The data available on the safety of home birth in developed countries is often difficult to interpret due to issues such as differing home-birth standards between different countries, and difficult to compare with other studies because of varying definitions of perinatal mortality. Additionally, it is difficult to compare home and hospital births because only the risk profiles are different between the two groups, according to the CDC: people who choose to give birth at home are more likely to be healthy and at low risk for complications. There are also unquantifiable differences in home birth patients, such as maternal attitudes towards medical involvement in birth.

== Methods of scientific inquiry ==
Modern scientific inquiry into home birth takes place in the fields of anthropology, epistemology, ethnology, history, jurisprudence, medicine, midwifery, public health, sociology, and women's studies. Research of home birth is complicated by ancient and modern biases about the nature of women and birth, manifested in the language and ideas that are used to refer to women, women's bodies, and what women do. It has been demonstrated that reports of research of physiological phenomena, such as conception, transmit deep-seated biased cultural notions of women and women's bodies. Most 20th- and 21st-century researchers of home birth view the phenomenon through two broad perspectives that are closely tied to the ideas and perceptions of birth itself – social and biomedical.

==Insurance and licensing issues==

While a woman in developed countries may choose to deliver her child at home, in a birthing center, or at hospital, health coverage and legal issues influence available options.

===Australia===

In April 2007, the Western Australian Government expanded coverage for birth at home across the State. Other state governments in Australia, including the Northern Territory, New South Wales and South Australia, also provide government funding for independent, private home birth.

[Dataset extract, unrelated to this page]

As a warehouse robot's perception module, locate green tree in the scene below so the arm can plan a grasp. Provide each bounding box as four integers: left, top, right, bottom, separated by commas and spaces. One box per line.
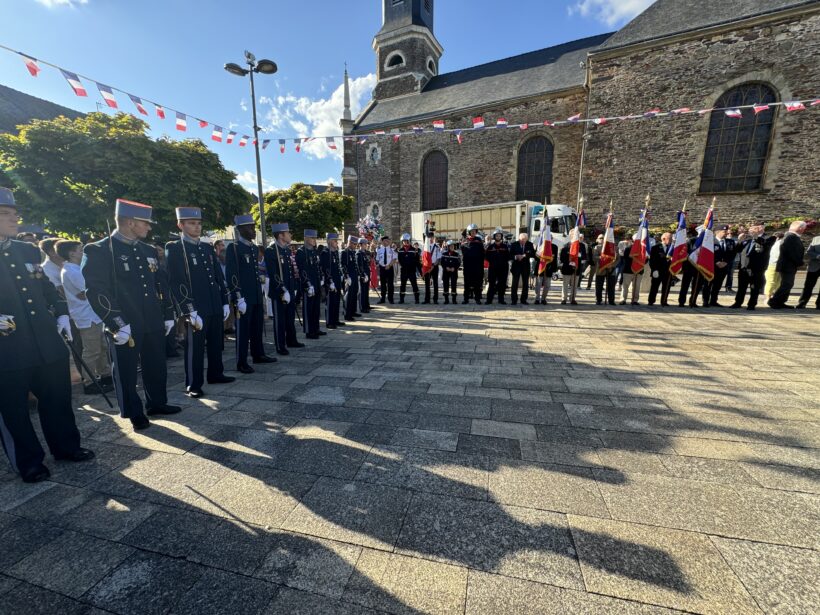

The 2009 Federal Budget provided additional funds to Medicare to allow more midwives to work as private practitioners, allow midwives to prescribe medication under the Medicare Benefits Schedule, and assist them with medical indemnity insurance. However, this plan only covers hospital births. There are no current plans to extend Medicare and PBS funding to home birth services in Australia.

As of July 2012, all health professionals must show proof of liability insurance.

In March 2016, the Coroners Court of Victoria found against midwife Gaye Demanuel in the case of the death of Caroline Lovell. "Coroner White also called for a review of the regulation of midwives caring for women during home births, and for the government and health authorities to consider an offence banning unregistered health practitioners from taking money for attending home births."

===Canada===

Public health coverage of home birth services varies in Canada from province to province, as does the availability of doctors and midwives providing home birth services. The Provinces of Ontario, British Columbia, Saskatchewan, Manitoba, Alberta, and Quebec currently cover home birth services.

===United Kingdom===

There are few legal issues with a home birth in the UK. Woman cannot be forced to go to a hospital. The support of the various Health Authorities of the National Health Service may vary, but in general the NHS will cover home births – the Parliamentary Under-Secretary of State for Health, Lord Hunt of King's Heath has stated that "As I understand it, although the NHS has a legal duty to provide a maternity service, there is not a similar legal duty to provide a home birth service to every woman who requests one. However, I certainly hope that when a woman wants a home birth, and it is clinically appropriate, the NHS will do all it can to support that woman in her choice of a home birth."

===United States===

Practicing as a direct-entry midwife was illegal in states shown here in red in 2006

27 states license or regulate in some manner direct-entry midwife, or certified professional midwife (CPM). In the other 23 states there are no licensing laws, and practicing midwives can be arrested for practicing medicine without a license. It is legal in all 50 states to hire a certified nurse midwife, or CNM, who are trained nurses, though most CNMs work in hospitals.